Procureurs de l'intimé Telecommunications Workers Union: Shortt, Moore & Arsenault, Vancouver.


Synthèse
Référence neutre : [1995] 2 R.C.S. 739 ?
Date de la décision : 22/06/1995
Sens de l'arrêt : Le pourvoi est accueilli

Analyses

Contrôle judiciaire - Norme de contrôle - Conseil de la radiodiffusion et des télécommunications canadiennes - Norme de contrôle applicable à une décision du CRTC - Conflit entre une décision du CRTC et celle d'un conseil d'arbitrage - La Cour d'appel fédérale était‑elle justifiée d'intervenir dans la décision du CRTC?.

Contrôle judiciaire - Décisions contradictoires de deux tribunaux administratifs - Le respect de la décision du CRTC entraîne‑t‑il la violation de la décision du conseil d'arbitrage? - Dans l'affirmative, laquelle des deux décisions contradictoires doit prévaloir?.

À la suite d'un grief déposé par le TWU, qui représente les employés de BC Tel, un conseil d'arbitrage a conclu que BC Tel avait contrevenu à la convention collective qui la lie au TWU lorsqu'elle a permis à des entreprises de télédistribution d'installer des câbles sur sa structure de soutènement.
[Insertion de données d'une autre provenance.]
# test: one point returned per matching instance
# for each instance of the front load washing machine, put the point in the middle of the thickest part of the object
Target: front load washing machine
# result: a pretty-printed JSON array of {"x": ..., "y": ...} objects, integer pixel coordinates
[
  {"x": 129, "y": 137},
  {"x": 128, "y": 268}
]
La convention collective prévoit expressément que «[t]out travail ayant trait à l'entretien, à la réparation, à la modification ou à la construction d'installations téléphoniques est confié» aux membres du TWU. Par suite de la décision du conseil d'arbitrage, BC Tel a soumis un accord révisé à l'approbation du CRTC, l'avisant qu'elle ne pouvait plus permettre aux entreprises de télédistribution d'installer des câbles sur sa structure de soutènement. En réponse, Shaw Cable a demandé au CRTC de rendre une décision contraignant BC Tel à l'autoriser, elle ou ses entrepreneurs, à installer des câbles sur sa structure de soutènement conformément à l'accord relatif aux structures de soutènement existant, approuvé par le CRTC en 1980. Dans sa décision, le CRTC a signalé que, conformément au mandat que lui attribue la loi de veiller à ce que les tarifs soient justes et raisonnables et à ce qu'ils ne confèrent pas de préférence indue, il avait toujours jugé que les entreprises de télédistribution devaient avoir le choix, à des conditions raisonnables, d'installer leurs propres câbles sur la structure de soutènement de BC Tel en faisant appel à des entrepreneurs approuvés par l'entreprise de télédistribution, et a ordonné à BC Tel de donner à Shaw Cable l'accès à sa structure de soutènement. En appel, la Cour d'appel fédérale a infirmé la décision du CRTC. La cour a reconnu le dilemme devant lequel se trouvait BC Tel puisqu'elle ne pouvait respecter à la fois sa convention collective, de la façon dont elle a été interprétée par le conseil d'arbitrage, et la décision du CRTC. La cour a décidé que la question de savoir si un travail particulier est visé par la convention collective est davantage une question de relations du travail que de réglementation des taxes de téléphone, et que le CRTC a excédé sa compétence en exigeant de BC Tel qu'elle contrevienne aux dispositions de la convention collective conclue avec le TWU. La question en l'espèce est de savoir si la Cour d'appel fédérale était justifiée d'intervenir dans la décision du CRTC.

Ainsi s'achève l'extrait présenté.